Advanced bare-metal storage: Rook-Ceph

A project log for Project Dandelion

Ubuntu 21.10 with microk8s/1.21.6 on Raspberry Pi 4

carboncycleCarbonCycle 02/03/2021 at 23:480 Comments

I have fortunately have had a chance to spend copious quality time with the rook-ceph project recently on x86_64.   For some odd reason, storage continues to be a significant pain-point in bare-metal Kubernetes.   Recent architectural choices for Ceph to use the Container Storage Interface ( CSI ) have made the deployment of storage services more consistent with  scalable micro-service concepts and intentions with the Rook operator.    I looked around for other efforts to deploy rook-ceph on ARM64 and found this blog that was encouraging.    I want to deploy a full 3-node fault-tolerant version - that can provide dynamic provisioning for persistent volume claims.    I have successfully deployed this service on x86_64 - and learned some lessons on interpretation of OSS documentation - that probably shouldn't have been as difficult as it was.    Plain explanations for basic requirements are actually rare - and what does exist seems to require extensive background to grok the nuance.      I would like to help others find the easy-button to at least get a rook-ceph deployment up and running in their home clusters.    Due to circumstances, I have some spare time to pursue this goal.    I haven't actually tried this yet, found all the containers and such.  I also expect I'll need to tune the resources to the scale of my cluster.   I'll need to share some drawings of the component layout - so the bare-metal configuration is explicit.

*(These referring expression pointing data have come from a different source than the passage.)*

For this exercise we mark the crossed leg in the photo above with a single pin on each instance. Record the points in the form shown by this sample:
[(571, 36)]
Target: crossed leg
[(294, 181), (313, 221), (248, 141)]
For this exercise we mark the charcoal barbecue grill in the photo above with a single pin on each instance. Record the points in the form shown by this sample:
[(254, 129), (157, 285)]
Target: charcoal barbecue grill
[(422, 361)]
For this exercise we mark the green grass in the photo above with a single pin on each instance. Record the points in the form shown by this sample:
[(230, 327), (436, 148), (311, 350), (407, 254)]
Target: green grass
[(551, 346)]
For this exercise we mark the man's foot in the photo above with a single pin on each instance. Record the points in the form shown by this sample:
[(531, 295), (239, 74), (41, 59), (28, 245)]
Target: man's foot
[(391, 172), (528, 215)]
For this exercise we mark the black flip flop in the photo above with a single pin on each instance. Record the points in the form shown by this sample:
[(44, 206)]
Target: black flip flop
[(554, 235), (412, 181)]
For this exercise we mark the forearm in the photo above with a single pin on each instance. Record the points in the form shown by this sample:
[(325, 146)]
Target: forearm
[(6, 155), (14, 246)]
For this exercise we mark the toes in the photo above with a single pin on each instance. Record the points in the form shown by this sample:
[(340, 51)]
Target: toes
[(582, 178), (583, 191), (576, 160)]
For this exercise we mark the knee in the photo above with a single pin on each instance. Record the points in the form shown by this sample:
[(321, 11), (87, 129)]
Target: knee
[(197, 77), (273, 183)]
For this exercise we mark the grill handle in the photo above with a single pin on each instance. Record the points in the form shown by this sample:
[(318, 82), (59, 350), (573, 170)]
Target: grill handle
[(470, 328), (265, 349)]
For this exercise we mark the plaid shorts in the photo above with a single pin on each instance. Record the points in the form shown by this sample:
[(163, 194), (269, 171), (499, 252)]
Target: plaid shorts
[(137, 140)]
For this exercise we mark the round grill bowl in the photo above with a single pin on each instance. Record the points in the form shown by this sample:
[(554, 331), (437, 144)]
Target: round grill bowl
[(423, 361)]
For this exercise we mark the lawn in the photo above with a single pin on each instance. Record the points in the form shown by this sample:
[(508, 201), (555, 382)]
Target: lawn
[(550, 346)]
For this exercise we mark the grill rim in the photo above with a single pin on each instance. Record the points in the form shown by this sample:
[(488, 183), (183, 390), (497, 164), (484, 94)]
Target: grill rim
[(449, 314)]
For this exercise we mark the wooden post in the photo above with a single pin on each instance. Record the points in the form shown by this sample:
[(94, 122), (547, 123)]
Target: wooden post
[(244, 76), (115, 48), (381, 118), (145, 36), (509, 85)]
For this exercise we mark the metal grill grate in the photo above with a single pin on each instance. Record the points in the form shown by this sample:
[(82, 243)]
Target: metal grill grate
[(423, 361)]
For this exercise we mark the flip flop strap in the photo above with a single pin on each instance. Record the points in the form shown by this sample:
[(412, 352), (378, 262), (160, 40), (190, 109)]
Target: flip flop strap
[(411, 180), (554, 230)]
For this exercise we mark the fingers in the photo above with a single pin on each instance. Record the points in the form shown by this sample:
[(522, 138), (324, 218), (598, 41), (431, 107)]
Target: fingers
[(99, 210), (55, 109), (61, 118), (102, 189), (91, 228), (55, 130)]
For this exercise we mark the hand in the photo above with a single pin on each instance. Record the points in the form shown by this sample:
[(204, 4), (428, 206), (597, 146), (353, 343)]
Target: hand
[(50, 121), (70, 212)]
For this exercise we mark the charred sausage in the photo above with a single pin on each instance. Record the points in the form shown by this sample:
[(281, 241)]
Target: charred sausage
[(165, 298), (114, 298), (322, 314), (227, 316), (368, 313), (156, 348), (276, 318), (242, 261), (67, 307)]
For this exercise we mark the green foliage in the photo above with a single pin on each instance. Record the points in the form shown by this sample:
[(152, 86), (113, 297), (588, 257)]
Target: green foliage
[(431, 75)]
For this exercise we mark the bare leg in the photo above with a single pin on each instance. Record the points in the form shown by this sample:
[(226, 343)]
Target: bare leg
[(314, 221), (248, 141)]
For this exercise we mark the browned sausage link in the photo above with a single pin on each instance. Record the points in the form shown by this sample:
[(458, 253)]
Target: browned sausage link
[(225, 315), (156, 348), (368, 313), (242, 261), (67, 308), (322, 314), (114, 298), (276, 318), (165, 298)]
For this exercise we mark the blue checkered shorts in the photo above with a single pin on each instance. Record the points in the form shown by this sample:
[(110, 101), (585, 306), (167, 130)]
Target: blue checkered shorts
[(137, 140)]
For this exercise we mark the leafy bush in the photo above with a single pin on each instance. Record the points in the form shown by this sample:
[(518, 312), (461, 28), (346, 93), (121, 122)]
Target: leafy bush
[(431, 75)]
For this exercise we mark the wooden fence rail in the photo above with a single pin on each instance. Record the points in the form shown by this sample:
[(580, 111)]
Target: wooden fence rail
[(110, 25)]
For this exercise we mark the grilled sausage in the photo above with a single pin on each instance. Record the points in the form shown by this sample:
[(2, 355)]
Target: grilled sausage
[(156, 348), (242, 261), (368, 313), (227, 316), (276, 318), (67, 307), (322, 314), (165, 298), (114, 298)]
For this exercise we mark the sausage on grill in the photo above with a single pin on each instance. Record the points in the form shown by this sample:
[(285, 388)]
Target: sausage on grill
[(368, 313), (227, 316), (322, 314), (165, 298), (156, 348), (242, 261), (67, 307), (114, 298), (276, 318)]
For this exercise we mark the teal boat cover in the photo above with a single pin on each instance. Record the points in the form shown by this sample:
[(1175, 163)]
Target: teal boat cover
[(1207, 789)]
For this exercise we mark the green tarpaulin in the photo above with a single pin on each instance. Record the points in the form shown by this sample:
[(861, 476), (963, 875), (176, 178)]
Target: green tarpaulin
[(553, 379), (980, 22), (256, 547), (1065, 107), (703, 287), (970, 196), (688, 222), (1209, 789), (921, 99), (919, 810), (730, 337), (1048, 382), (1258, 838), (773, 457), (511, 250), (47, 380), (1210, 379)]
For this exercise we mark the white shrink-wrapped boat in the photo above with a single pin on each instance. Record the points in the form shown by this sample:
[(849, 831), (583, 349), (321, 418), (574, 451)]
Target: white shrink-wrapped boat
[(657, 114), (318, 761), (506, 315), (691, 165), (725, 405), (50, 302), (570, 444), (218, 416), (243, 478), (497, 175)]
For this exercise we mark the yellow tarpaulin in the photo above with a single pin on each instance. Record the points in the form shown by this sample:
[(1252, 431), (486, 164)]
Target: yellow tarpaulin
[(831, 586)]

Once I have working a working helm chart for the Rook operator and cluster manifest for the Ceph components, I'll post them here.    I'll be using external USB disk for the supporting storage RADOS 

I have been working on the hardware ARM cluster, adding sensors for individual node voltage and current.   I've also been evaluating battery backup boards.    I'm rebuilding the cluster with the most recent Ubuntu 20.10 images - because of the improved kernel support there.    I did some memory upgrades in my x86_64 nodes.   One of the interesting tools I have come across is Lens - incredibly useful for x86_64 - also capable of use with the ARM64 cluster - however that becomes problematic if you use the built-in charts that are not ARM64 aware.